Abstract 2880: Novel Minicircle Vector for Gene Therapy in Murine Myocardial Infarction
Introduction: In this study, we develop a novel non-viral vector which not only persistently expresses the therapeutic gene in the heart but also allows monitoring of the targeted gene expression level in vivo.
Methods: Compared to normal plasmids, minicircles lack an origin of replication, carry only short bacterial sequences, and are of smaller size. We created minicircles with CMV promoter driving firefly luciferase and hypoxia inducible factor 1 alpha . Mouse C2C12 myoblasts were used for in vitro confirmation. Afterwards, adult FVB mice underwent LAD ligation and were injected intramyocardiallly with (1) minicircle carrying Fluc-HIF1α, (2) normal plasmid carrying Fluc-HIF1α as positive control, and (3) PBS as negative control (n=10/group).

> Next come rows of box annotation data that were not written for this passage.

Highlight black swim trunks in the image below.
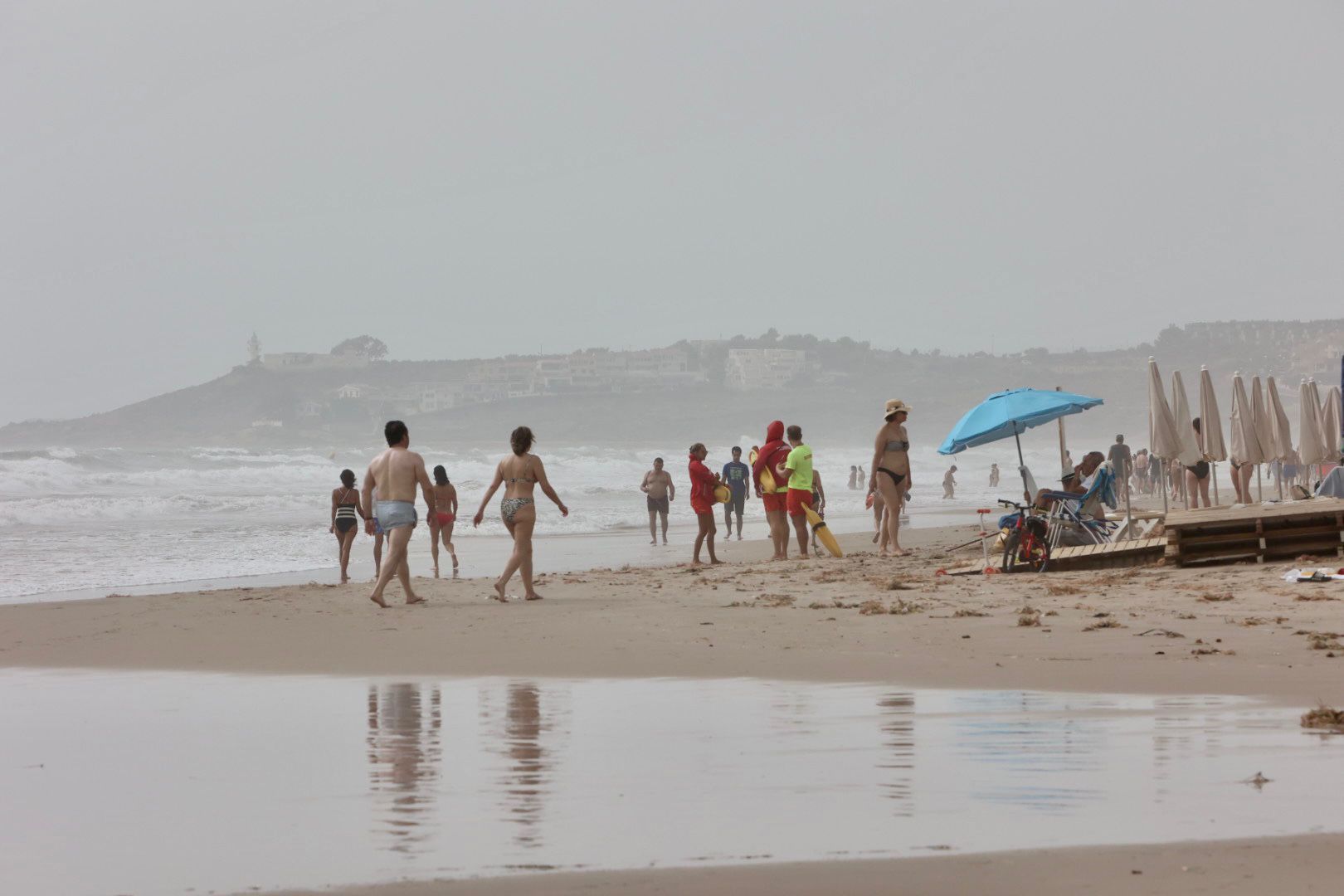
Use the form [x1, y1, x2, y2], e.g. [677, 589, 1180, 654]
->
[1186, 460, 1208, 480]
[878, 466, 906, 485]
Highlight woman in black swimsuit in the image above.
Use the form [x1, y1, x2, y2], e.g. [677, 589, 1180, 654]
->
[1186, 416, 1212, 509]
[329, 470, 364, 584]
[869, 399, 910, 556]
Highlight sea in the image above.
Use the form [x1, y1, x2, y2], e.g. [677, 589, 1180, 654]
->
[0, 441, 1059, 603]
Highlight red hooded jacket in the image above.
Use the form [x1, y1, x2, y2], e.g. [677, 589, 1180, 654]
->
[752, 421, 791, 494]
[687, 454, 713, 514]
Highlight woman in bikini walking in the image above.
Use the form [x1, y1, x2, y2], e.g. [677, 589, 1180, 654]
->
[472, 426, 570, 603]
[429, 464, 457, 579]
[328, 470, 364, 584]
[869, 399, 910, 558]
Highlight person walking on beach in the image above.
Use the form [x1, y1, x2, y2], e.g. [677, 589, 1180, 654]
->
[429, 464, 457, 579]
[783, 425, 813, 560]
[869, 399, 910, 558]
[472, 426, 570, 603]
[640, 457, 676, 544]
[687, 442, 723, 566]
[752, 421, 789, 560]
[1110, 434, 1133, 499]
[723, 446, 752, 542]
[1134, 449, 1147, 494]
[360, 421, 434, 610]
[329, 470, 364, 584]
[1186, 416, 1212, 510]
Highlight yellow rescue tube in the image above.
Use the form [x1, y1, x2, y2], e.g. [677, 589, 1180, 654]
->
[802, 506, 844, 558]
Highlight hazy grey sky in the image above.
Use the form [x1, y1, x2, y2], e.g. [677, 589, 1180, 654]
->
[0, 0, 1344, 421]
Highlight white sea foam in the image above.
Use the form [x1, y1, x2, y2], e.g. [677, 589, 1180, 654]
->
[0, 436, 1059, 598]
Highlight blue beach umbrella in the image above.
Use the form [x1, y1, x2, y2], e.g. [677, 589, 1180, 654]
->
[938, 388, 1102, 497]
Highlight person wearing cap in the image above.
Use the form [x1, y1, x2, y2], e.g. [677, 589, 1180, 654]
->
[869, 399, 910, 556]
[640, 457, 676, 544]
[1109, 432, 1134, 497]
[752, 421, 789, 560]
[723, 445, 752, 542]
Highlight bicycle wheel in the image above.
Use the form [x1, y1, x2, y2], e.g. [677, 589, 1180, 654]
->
[1000, 529, 1049, 572]
[1021, 534, 1049, 572]
[999, 529, 1021, 572]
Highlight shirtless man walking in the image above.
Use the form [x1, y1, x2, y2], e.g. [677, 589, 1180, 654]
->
[360, 421, 434, 608]
[640, 457, 676, 544]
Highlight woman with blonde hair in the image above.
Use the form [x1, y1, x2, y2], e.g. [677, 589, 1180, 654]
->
[869, 399, 910, 558]
[472, 426, 570, 603]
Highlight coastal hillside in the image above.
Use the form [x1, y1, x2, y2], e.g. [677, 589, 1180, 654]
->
[0, 319, 1344, 447]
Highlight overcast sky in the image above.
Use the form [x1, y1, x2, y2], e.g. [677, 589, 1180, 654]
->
[0, 0, 1344, 421]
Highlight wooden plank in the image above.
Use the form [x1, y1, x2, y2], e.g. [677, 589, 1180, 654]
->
[1166, 499, 1344, 528]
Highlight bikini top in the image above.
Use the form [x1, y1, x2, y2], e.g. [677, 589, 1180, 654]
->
[504, 460, 536, 485]
[336, 489, 355, 520]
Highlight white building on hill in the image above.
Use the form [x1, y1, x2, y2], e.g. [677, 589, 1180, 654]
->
[723, 348, 820, 390]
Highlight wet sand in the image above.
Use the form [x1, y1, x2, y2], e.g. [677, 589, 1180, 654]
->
[265, 835, 1344, 896]
[0, 529, 1344, 707]
[0, 528, 1344, 896]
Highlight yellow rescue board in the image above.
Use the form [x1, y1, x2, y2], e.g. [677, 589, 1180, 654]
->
[802, 506, 844, 558]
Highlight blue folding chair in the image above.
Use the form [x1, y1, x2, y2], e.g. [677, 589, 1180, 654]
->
[1045, 460, 1118, 551]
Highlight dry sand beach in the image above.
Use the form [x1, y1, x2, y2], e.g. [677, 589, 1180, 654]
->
[7, 528, 1344, 896]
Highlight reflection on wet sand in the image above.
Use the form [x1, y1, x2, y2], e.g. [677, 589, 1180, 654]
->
[504, 681, 548, 848]
[878, 694, 915, 818]
[956, 690, 1109, 814]
[368, 684, 444, 855]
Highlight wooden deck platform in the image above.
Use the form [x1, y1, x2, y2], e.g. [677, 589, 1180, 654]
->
[1047, 538, 1166, 572]
[1166, 499, 1344, 566]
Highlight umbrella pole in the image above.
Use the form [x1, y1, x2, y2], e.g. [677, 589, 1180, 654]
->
[1012, 423, 1032, 505]
[1125, 480, 1134, 542]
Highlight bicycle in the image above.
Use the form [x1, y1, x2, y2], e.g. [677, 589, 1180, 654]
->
[999, 499, 1049, 572]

Results: For in vitro cell culture, Western blot showed minicircle expressed >50% higher HIF1α level than normal plasmid. In vivo imaging showed stable minicircle gene expression in the heart for >12 weeks and the activity level was 5.6±0.7 fold stronger compared to regular plasmid at week 1 (P<0.01). Echocardiographic study showed significant improvement of LVEF in the minicircle (51.3%±3.6%) compared to regular plasmid group (42.3%±4.1%) and saline group (30.5%±2.8%) at week 4 (P<0.05 for both). Histology demonstrated increased neoangiogenesis in both treatment groups.
Conclusion: Taken together, this is the first study to demonstrate that minicircles can significantly improve transfection efficiency, duration of transgene expression, and cardiac contractility. Given the serious drawbacks associated with most viral vectors, we believe this novel non-viral vector can be of great usage for cardiac gene therapy protocols.
This research has received full or partial funding support from the American Heart Association, AHA Western States Affiliate (California, Nevada & Utah).